Kimi: Strong reliability auditor (state persistence, session/concurrency, silent failure patterns) with good critical recall. Weakness: narrower coverage and some repetitive pattern-based calls.
Gemini: Most “spiky” profile. Biggest strength is unique security intuition (command injection was Gemini-only in the matrix). Weakness: highest variability and less stable signal across reruns.
Codex: Most repeatable and disciplined on core operational/config risks (especially zero-config crash + ignored settings). Weakness: narrower discovery range, misses several deeper lifecycle/reliability issues.

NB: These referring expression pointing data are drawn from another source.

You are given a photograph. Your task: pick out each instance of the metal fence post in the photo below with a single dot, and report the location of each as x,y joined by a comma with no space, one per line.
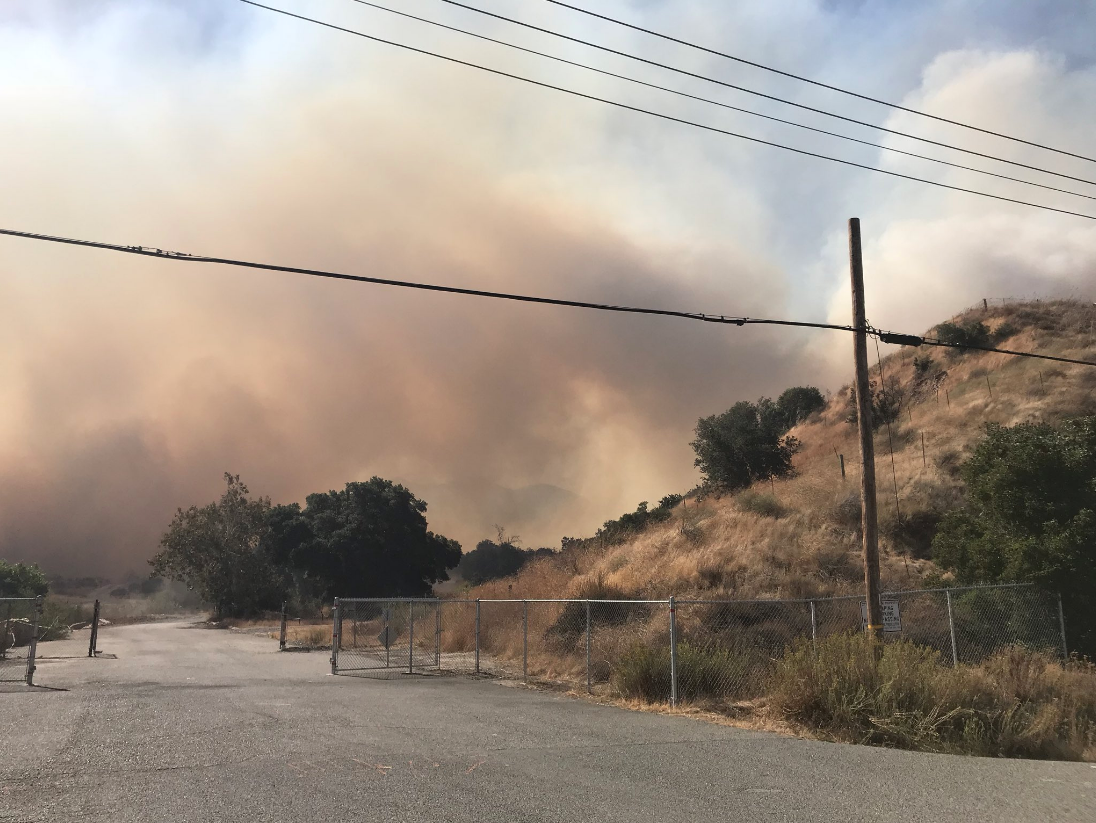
34,641
588,648
1061,627
437,633
673,653
334,638
951,629
283,629
94,631
7,632
411,637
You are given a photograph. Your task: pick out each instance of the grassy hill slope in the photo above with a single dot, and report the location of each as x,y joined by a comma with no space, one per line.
799,537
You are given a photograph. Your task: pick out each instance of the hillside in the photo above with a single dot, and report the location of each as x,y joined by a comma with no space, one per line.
807,543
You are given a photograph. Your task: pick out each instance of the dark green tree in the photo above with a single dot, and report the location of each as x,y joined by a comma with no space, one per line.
368,540
1030,516
491,560
216,551
797,403
22,580
744,444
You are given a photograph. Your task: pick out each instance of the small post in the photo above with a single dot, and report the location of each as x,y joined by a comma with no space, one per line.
673,652
411,637
951,630
34,641
282,630
1061,626
334,638
7,633
437,633
94,631
588,648
477,636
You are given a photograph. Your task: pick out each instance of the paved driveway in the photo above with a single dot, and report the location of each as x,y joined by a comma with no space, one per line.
197,724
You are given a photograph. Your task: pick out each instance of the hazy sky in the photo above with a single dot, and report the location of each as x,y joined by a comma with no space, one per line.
128,386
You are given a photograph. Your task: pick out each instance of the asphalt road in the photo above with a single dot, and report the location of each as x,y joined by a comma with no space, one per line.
198,724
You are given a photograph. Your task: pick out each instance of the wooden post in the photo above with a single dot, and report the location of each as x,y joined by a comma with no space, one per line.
93,641
869,519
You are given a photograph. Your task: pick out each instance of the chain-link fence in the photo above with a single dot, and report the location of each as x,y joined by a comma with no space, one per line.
19,628
35,630
672,650
300,632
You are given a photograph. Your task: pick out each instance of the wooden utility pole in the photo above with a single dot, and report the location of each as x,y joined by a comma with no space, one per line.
869,522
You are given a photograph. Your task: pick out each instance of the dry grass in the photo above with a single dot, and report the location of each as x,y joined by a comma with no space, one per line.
721,547
1017,704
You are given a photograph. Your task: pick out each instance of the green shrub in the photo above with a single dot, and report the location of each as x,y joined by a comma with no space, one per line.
922,364
643,673
1018,704
762,504
966,334
703,673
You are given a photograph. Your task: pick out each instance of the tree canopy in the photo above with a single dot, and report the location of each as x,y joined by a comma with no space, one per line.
491,560
22,580
1030,515
369,539
746,443
216,551
797,403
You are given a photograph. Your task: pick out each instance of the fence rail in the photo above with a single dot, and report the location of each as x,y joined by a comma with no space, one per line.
691,648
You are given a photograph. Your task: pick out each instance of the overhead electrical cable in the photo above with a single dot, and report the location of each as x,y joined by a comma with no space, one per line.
785,101
718,103
886,336
663,116
838,89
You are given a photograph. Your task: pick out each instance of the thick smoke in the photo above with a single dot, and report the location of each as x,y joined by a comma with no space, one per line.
128,386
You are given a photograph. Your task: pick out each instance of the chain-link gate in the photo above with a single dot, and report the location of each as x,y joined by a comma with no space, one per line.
386,636
19,633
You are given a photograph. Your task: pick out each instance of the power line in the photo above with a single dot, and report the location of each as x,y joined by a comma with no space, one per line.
664,116
761,94
899,339
716,102
815,82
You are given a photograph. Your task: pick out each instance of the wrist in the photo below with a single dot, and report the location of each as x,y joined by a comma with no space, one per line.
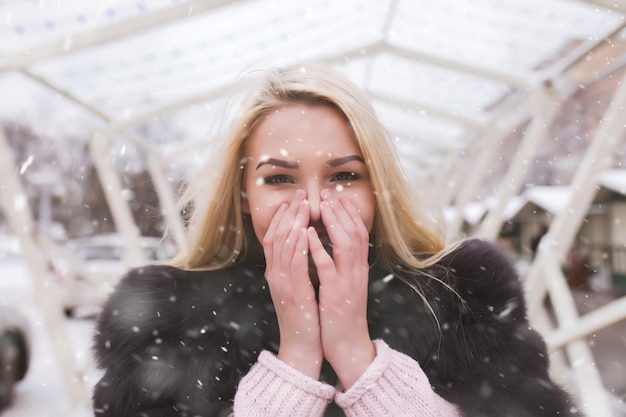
350,361
305,361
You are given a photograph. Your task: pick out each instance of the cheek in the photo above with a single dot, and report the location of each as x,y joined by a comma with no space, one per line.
263,206
364,201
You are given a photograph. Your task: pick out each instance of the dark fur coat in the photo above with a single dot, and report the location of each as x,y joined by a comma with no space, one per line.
176,343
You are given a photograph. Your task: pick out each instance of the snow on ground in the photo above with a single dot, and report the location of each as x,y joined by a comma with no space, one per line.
42,393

Note: When Opus 4.6 had to score how well the different agents did, it hallucinated for itself extra points that weren’t in the data (!). Gemini 3 Pro put itself first on the table and the results and obsessed about the security vulnerability it found (on 1/3 runs!), making it seem as the most important finding. Codex seemed less biased towards giving itself more points.
Conclusion
So, which AI wins? Honestly… none of them.
As you can see, the matrix is pretty peppered and in some instances with complementary findings:
Gemini was the only one to (correctly!) identify the command injection (1/3 times), but also the only one that failed to identify the critical “user message loss”, and also terrible at consistency across runs
Codex was the only one to spot the potential “division by zero” bug (3/3 times) but also missed several critical ones
But you, my senior software engineer friend, might have been wondering all along: who the hell debugs code by just looking at it?
Well, you are of course correct! You would start by writing some unit / integration / system tests and build on those, right?
But some of these bugs listed might only be found by running full stack system tests! And in order to even know which tests to write and where things might break, you need to have some measure of understanding of the moving pieces, their interactions and what the state looks like.
So, is this a useful test of the LLM’s understanding of our code? Or are these big sacks of weights simply spotting patterns?
What can we take away from this?
I still find it extremely useful to throw the LLM at predicting bugs before even running your code — it’s like doing a first pass at catching stuff before it happens, saving you time after. Like “galaxy brain linting”.
But now I have proof of its limits: like everything with LLMs, it’s intrinsically stochastic and you can’t fully trust it without deterministic tests
Kimi 2.5 came out as a surprisingly powerful model in these tests, doing on par with all the other frontier models and indeed, I’d say, better than Gemini 3 Pro.




Have you found Gemini and Claude bumping their own scores over repeated runs?